Hacker News new | ask | show | jobs
by pwdisswordfishz 292 days ago
Why bother with this category? The code exercising it is buggy either way, regardless of whether the behaviour is specified or not, and having a fixed definition may constrain implementations and negatively impact performance. And if that "erroneous" definition comes with stability guarantees, then you might not even bother calling it "erroneous" at all, because then it's going to be as toothless as declaring any given JavaScript syntax to be "improper": https://github.com/twbs/bootstrap/issues/3057#issuecomment-5...
2 comments

Ignoring performance considerations, which I'm happy to address separately if people care, the options were:

#1 Require initialization (like many modern languages). Makes sense. But now your existing C++ doesn't even compile so that's a hard "No" from the committee.

#2 Status quo, evaluating uninitialized variables is Undefined Behaviour. We cannot diagnose this reliably, any attempt will be Best Effort and several vendors already supply this but when it doesn't catch you arbitrary nonsense happens.

#3 Zero init. Now not initializing has defined behaviour, all the diagnostic tools we saw in #2 are invalidated and must be removed, but did you actually mean zero? Awful bugs still occur and now our best tools to solve them are crippled. Ouch.

#4 Erroneous Behaviour. Unlike #3 we do not invalidate those diagnostic tools from #2 because we've said the tool was correct. However, we do avoid Undefined Behaviour, something bad might happen but at least it's something you can reason about and it is clearly stated that it's your fault.

The distinction between #3 and #4 does not matter in practice: "I have learned to use variable initializers, that's why there isn't one present". As soon as you make it reliable, people will start to rely on it and it will become entrenched.
> Why bother with this category? The code exercising it is buggy either way

Because it is an actual security vulnerability if you cross privilege boundaries (infoleaks/(K)ASLR bypass, etc.), and one people often miss at that.

Say you write:

    struct { long long a; char b; } foo; foo.a = 0; foo.b = 1; return foo;
You end up leaking 7 stack bytes here (due to padding).

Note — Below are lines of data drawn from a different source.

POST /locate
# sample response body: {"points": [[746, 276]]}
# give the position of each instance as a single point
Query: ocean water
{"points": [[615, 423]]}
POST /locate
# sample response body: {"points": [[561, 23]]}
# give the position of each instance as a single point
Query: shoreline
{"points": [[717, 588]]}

GCC's `-ftrivial-auto-var-init=pattern` currently initializes all unknown-value stack variables with 0xFEFEFEFE(...). This is usually an invalid fp value, invalid offset and invalid virtual address, allowing crashes to happen. This is a good thing.

Regarding performance, there is an attribute to opt out (both for the standard C++26 feature and the GCC option that is a subset of it)

How does it prevent security vulnerabilities when instead of being undefined entirely, the behaviour is defined to be wrong? This is the "chug along at all costs" mentality that PHP has been slowly and painfully growing out of.

`-ftrivial-auto-var-init=pattern` doesn't need "erroneous behaviour" in the standard at all. In fact, it may outright conflict with it, if for example the standard defines that the compiler must initialize variables to zero instead of your chosen pattern in case of "erroneous behaviour".

"Erroneous behaviour" is a superfluous concept that exists only to allow the committee to pat themselves on the back and say "See? We no longer have undefined behaviour!".